Ситуация становилась все более фантастической и странной с каждой телеграммой, телефонным звонком, письмом. Медиумы обещали провести сеансы, чтобы определить, находится ли ребенок в «духовном мире». Безумные фанатики хотели изгнать злых духов из нашего дома; одной из них даже удалось пробраться мимо охранников с ведром свиной крови и нарисовать странный символ на нашей парадной двери, прежде чем ее вышвырнули вон.
Но самыми невероятными были предложения некоторых матерей отдать мне своих детей. Как могла мать добровольно расстаться со своим ребенком? И представление, что моего сына можно было просто заменить каким-нибудь другим ребенком. Меня трясло от гнева при одной этой мысли. Тем не менее мы получали десятки таких писем и телеграмм.
Чарльз пытался следить за всем, тщетно стараясь уберечь меня от самого плохого и постоянно твердя, что это лишь вопрос времени и он обязательно вернет мне Чарли. Он почти не ел, спал урывками. Большинство ночей он проводил, сидя в кресле в нашей спальне и глядя на меня, как будто боялся, что я тоже исчезну. Но когда я просыпалась, он с трудом мог смотреть мне в глаза.
Для полковника Шварцкопфа, для орд полицейских и детективов – для всего мира, затаившего дыхание, он оставался спокойным, хладнокровным летчиком, полностью контролирующим себя.
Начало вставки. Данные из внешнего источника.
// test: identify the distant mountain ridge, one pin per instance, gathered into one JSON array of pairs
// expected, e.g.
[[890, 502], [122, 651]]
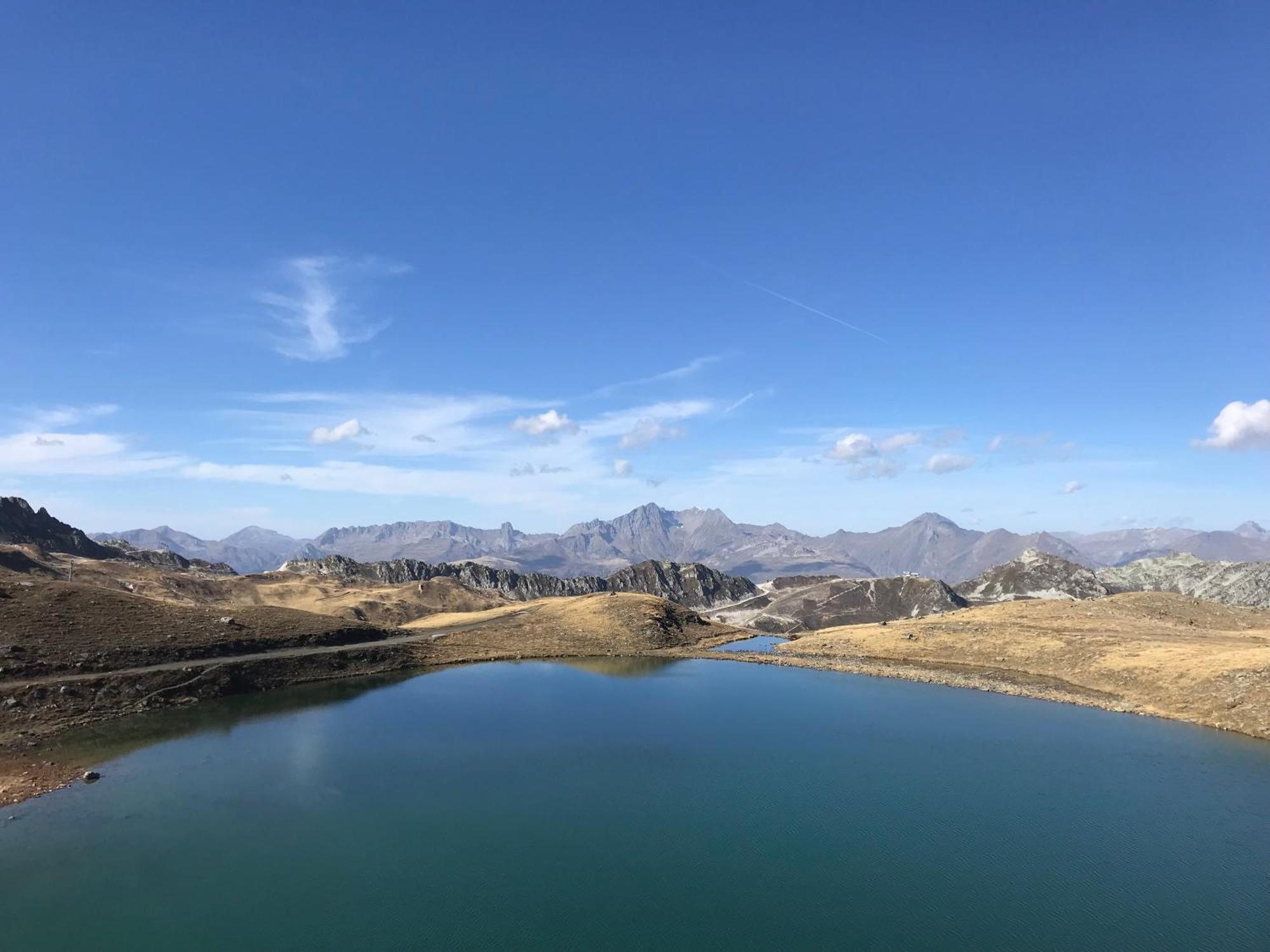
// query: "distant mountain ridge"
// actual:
[[1230, 583], [932, 545], [693, 585]]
Он велел Шварцкопфу и его подчиненным разбирать тысячи писем, доставлявшихся трижды в день в специальном почтовом автофургоне, выискивая малейшие намеки и зацепки, продолжать рыскать по нашему дому и саду в поисках улик. Но он дал понять, что только он один будет общаться с похитителями, и я слышала, как полковник Шварцкопф выразил свои первые сомнения по поводу правильности руководства Чарльза. Я узнала об этом, спускаясь вниз в кухню, чтобы взять стакан теплого молока.
– Вы это серьезно? – услышала я голос полковника, говорившего в своей резкой и прямолинейной манере. Я остановилась у двери. – Вы действительно хотите делать все в одиночку? Полковник Линдберг, в вашем распоряжении вся полиция Нью-Джерси и Нью-Йорка.
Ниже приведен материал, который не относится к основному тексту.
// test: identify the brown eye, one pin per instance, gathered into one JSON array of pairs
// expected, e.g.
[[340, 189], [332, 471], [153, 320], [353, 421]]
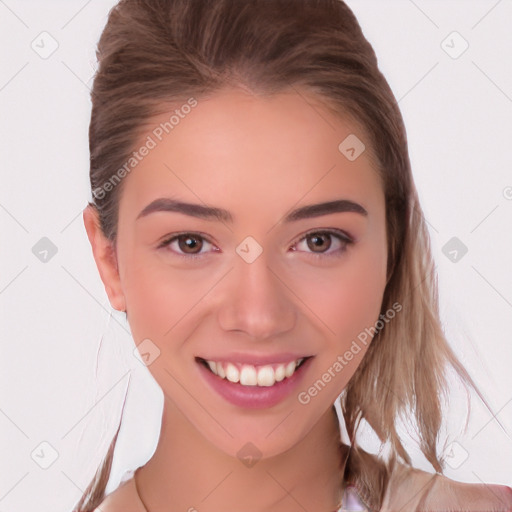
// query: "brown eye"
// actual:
[[323, 244], [190, 244], [319, 242]]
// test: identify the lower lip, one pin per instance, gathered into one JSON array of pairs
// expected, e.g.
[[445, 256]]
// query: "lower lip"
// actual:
[[254, 397]]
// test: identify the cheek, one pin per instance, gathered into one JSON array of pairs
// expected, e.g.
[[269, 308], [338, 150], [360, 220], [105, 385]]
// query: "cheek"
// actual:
[[347, 299], [159, 298]]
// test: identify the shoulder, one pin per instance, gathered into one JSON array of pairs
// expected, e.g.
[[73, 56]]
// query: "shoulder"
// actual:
[[123, 499], [416, 490]]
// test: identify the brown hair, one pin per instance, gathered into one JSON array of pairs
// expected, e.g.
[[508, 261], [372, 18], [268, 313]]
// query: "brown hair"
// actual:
[[157, 53]]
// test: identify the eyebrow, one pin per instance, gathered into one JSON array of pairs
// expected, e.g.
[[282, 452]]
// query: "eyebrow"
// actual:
[[165, 204]]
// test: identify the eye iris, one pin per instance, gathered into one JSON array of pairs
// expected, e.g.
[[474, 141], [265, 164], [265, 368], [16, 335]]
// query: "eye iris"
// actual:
[[187, 242], [318, 245]]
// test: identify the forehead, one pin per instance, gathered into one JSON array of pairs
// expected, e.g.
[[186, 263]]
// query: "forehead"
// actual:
[[251, 151]]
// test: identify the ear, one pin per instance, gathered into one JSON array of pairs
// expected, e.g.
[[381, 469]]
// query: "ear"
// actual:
[[105, 256]]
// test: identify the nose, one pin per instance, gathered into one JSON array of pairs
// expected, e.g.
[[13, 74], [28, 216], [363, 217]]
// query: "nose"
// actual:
[[256, 301]]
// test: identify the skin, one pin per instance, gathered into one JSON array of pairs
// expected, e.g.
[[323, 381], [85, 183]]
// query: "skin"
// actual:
[[258, 157]]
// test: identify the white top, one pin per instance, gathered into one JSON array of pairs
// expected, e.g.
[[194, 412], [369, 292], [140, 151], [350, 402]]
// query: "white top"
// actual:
[[350, 501]]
– Я абсолютно серьезен. Они должны поверить мне. Это единственный способ вернуть мальчика домой, разве вы не понимаете? Укрепив их доверие, я сделаю заявление, что полиция не станет вмешиваться в наше общение, что я встречусь с ними один и не стану задавать никаких вопросов.
– Вы порядочный человек, полковник?
– Конечно.
– А те, кто украл вашего ребенка, – нет.
Шварцкопф выскочил из комнаты в таком раздражении, что не заметил меня. Через окно я видела, как он выскочил наружу, остановился и сделал несколько глубоких вдохов, чтобы успокоиться, потом вытащил сигарету и закурил, подняв гневное лицо к звездам. Посмотрев вниз, я увидела, как Чарльз тяжело опустился на стул и закрыл лицо руками. Я знала, что мне нельзя идти к нему, нельзя показывать, что я видела его в таком состоянии. Он должен знать, что я надеюсь. Это были роли, которые каждый из нас отвел для другого.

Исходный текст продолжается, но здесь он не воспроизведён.